靈蘭之室 茶餘酒後

   ……休息している閑な時間

日進月歩

現代医学は日進月歩で,ついこの間まで不治とされていたものが,それほどまで絶望することはない,という。無論結構なことである。しかし,考えてみると,最先端の知識に基づいて摂生,治療していたのが,人の短い生涯の間に何度も覆されて,そんなことをしていたから病気になった,かえって良くなかったなどと言われたのではたまらない。卑近な例で,スポーツ選手が途中で水分を補給することは,ついこの間まで禁じられていた。
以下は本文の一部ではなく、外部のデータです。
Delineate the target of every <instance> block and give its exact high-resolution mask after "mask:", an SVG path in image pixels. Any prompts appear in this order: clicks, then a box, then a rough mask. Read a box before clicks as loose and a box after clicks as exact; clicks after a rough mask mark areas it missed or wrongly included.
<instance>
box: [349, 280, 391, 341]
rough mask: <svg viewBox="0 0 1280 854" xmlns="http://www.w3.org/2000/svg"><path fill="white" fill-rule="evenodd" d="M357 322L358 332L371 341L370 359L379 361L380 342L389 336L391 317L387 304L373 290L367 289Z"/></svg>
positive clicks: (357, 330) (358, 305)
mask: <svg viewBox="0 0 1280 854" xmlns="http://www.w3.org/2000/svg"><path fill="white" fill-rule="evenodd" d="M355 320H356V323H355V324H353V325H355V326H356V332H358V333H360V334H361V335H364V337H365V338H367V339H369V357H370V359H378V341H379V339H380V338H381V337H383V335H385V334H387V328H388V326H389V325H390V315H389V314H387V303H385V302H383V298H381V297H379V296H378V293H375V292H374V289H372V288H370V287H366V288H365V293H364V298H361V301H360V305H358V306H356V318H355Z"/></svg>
これはコーチの精神主義,根性論が元凶だったのであろうが,すくなくともスポーツ医学による指導が根性論を打破するには無力だったということである,ついこの間までは。これでは熱中症で死んだ子供は浮かばれない。ひどい腰痛にはさっさとメスを入れるというのも30数年前には先端的な考えだったそうです。でもだいぶ前から反省が有って,むやみにメスを入れないというのが現在の先端的な考えだそうです。むかし最先端に走った人には取り返しがつかない。虫垂炎も,虫垂なんてものは人間にとって無用であるから,疑わしければ切除しておけ,というのが常識であった。明日から(盆休みとか年末年始の)休暇に入るから,今日の内に手術してしまう,なんてことも別に批判の対象にはならなかった。でもね,手術の痕が季節の変わり目に,やっぱり痛むんだそうです。なんとなく不調なんだそうです。そこで,不要な手術はするな,虫垂炎も散らせるんだったら散らし切れ,という傾向もぽちぽち出てきたそうです。虫垂炎の手遅れで亡くなる,なんてこともついこの間までは有ったんですから,疑わしければ切除してしまえという方針を今更批難するのもなんだけど,どうして手術なんかしたの?と同情される日ももうそこまで来ている。

日進月歩しない医学というのも,案外すてたものではないかも知れない。